Simply having enough data is not enough to guarantee that a conclusion drawn is warranted; it is also important that the data is drawn from a variety of sources and obtained under a variety of different conditions.

A survey of voting intentions conducted outside the local Conservative Club is not going to provide an accurate guide to who is going to win the next general election. A disproportionate number of people in the vicinity will be Conservative voters, and so the results of the survey will be skewed in favour of the Tory party. The sample is not representative.

A survey to find out what proportion of the population own mobile phones would be similarly (though less obviously) flawed if it were conducted near a Sixth-Form College. The sample of the population would be skewed towards teenagers, who are more likely than average to own mobile phones, distorting the figures.
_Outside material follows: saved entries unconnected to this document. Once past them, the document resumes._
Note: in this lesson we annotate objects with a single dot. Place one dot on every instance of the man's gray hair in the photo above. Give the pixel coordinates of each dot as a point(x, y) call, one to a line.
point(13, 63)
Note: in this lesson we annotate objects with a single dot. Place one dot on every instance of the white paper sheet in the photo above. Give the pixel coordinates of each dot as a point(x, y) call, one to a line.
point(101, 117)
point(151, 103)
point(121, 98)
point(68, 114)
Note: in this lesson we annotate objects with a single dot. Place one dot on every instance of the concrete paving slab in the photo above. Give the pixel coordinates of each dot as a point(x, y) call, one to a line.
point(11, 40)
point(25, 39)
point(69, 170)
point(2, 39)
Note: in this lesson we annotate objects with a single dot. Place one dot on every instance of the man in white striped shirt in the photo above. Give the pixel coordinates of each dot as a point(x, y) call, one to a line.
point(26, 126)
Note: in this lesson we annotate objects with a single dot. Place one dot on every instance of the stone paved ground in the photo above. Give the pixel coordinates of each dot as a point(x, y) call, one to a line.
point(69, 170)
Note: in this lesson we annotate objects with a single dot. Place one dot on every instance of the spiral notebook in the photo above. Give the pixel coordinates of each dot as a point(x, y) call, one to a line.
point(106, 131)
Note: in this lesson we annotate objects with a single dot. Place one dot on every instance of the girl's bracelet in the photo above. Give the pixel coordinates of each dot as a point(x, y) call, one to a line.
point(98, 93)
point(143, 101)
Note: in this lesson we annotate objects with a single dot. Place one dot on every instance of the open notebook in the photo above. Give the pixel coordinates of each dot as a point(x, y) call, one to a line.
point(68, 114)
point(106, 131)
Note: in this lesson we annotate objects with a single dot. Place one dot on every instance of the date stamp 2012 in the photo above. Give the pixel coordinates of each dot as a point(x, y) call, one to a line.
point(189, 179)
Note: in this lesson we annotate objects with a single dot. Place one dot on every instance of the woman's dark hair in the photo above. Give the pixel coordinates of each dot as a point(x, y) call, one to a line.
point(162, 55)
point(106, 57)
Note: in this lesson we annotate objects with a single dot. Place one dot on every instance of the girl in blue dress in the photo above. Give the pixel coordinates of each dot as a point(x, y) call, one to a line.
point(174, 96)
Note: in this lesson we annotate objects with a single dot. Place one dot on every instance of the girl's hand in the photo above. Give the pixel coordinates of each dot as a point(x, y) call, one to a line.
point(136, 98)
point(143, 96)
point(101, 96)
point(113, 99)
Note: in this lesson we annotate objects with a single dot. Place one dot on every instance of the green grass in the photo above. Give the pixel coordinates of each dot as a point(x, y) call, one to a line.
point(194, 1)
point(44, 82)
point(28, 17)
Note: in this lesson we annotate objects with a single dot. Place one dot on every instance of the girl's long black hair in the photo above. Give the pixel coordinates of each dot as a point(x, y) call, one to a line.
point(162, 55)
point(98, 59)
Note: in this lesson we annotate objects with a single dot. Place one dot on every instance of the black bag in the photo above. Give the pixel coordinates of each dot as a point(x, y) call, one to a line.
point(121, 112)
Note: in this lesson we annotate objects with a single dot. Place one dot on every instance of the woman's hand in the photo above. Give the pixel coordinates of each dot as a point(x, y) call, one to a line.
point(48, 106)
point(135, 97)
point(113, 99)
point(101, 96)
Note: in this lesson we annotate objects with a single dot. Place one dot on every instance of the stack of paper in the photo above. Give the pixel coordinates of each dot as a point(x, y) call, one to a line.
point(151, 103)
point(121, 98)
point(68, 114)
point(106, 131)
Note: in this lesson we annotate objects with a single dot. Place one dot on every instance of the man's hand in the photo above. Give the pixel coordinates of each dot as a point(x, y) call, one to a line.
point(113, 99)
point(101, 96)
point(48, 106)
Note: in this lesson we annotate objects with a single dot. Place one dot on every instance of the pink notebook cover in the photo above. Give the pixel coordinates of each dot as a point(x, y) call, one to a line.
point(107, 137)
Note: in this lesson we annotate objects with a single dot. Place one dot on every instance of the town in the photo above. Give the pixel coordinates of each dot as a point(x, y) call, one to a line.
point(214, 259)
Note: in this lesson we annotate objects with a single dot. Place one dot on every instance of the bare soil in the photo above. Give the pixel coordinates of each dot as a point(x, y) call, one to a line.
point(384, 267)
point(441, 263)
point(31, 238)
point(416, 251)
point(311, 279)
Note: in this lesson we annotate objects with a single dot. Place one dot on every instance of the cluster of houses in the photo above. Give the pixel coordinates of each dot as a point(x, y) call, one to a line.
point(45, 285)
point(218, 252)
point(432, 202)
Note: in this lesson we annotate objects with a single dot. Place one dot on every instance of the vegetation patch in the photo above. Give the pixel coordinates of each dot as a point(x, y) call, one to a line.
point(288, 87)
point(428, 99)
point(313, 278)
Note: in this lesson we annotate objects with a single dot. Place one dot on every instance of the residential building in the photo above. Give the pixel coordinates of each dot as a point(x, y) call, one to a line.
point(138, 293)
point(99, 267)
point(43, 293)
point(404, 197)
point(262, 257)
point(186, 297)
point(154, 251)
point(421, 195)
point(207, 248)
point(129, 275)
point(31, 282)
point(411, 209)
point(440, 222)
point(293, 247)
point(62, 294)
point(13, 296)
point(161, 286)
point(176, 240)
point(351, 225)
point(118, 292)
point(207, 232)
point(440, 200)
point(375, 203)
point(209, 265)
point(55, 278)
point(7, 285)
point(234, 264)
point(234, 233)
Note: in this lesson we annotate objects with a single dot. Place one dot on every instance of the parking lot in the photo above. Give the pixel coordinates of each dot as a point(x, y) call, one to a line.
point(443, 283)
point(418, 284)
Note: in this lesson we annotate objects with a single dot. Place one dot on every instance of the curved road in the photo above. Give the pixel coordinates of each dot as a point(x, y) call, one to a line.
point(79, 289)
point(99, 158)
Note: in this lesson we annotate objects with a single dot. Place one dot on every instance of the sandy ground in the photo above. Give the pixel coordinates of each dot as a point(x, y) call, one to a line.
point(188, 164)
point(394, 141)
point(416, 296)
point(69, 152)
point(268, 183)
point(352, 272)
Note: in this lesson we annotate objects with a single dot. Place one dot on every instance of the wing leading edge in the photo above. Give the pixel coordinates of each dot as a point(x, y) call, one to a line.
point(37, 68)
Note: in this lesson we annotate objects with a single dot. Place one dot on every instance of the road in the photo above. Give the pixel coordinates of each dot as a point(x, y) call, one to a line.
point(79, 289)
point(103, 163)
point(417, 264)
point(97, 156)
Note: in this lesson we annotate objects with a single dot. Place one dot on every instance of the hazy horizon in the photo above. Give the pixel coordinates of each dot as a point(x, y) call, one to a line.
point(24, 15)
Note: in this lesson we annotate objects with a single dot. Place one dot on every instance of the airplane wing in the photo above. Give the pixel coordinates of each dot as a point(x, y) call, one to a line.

Collecting data from a variety of sources is one thing; collecting it under a variety of conditions is another. A survey of what type of vehicles use local roads conducted at a variety of locations, but always at the same time of day, would not yield representative data. Conducting it during rush-hour would mean that commuter-traffic would be over-represented in the results; conducting it in the evenings might mean that public transport would under-represented in the results. Differences in what types of drivers drive at what times would need to be factored in when designing the experiment.

The quality of a data-set is thus not just a matter of how much data it contains, but also of how representative that data is likely to be. To minimise the problem of unrepresentative data, evidence must be collected from as wide a range of sources as possible, and under as varied conditions as possible.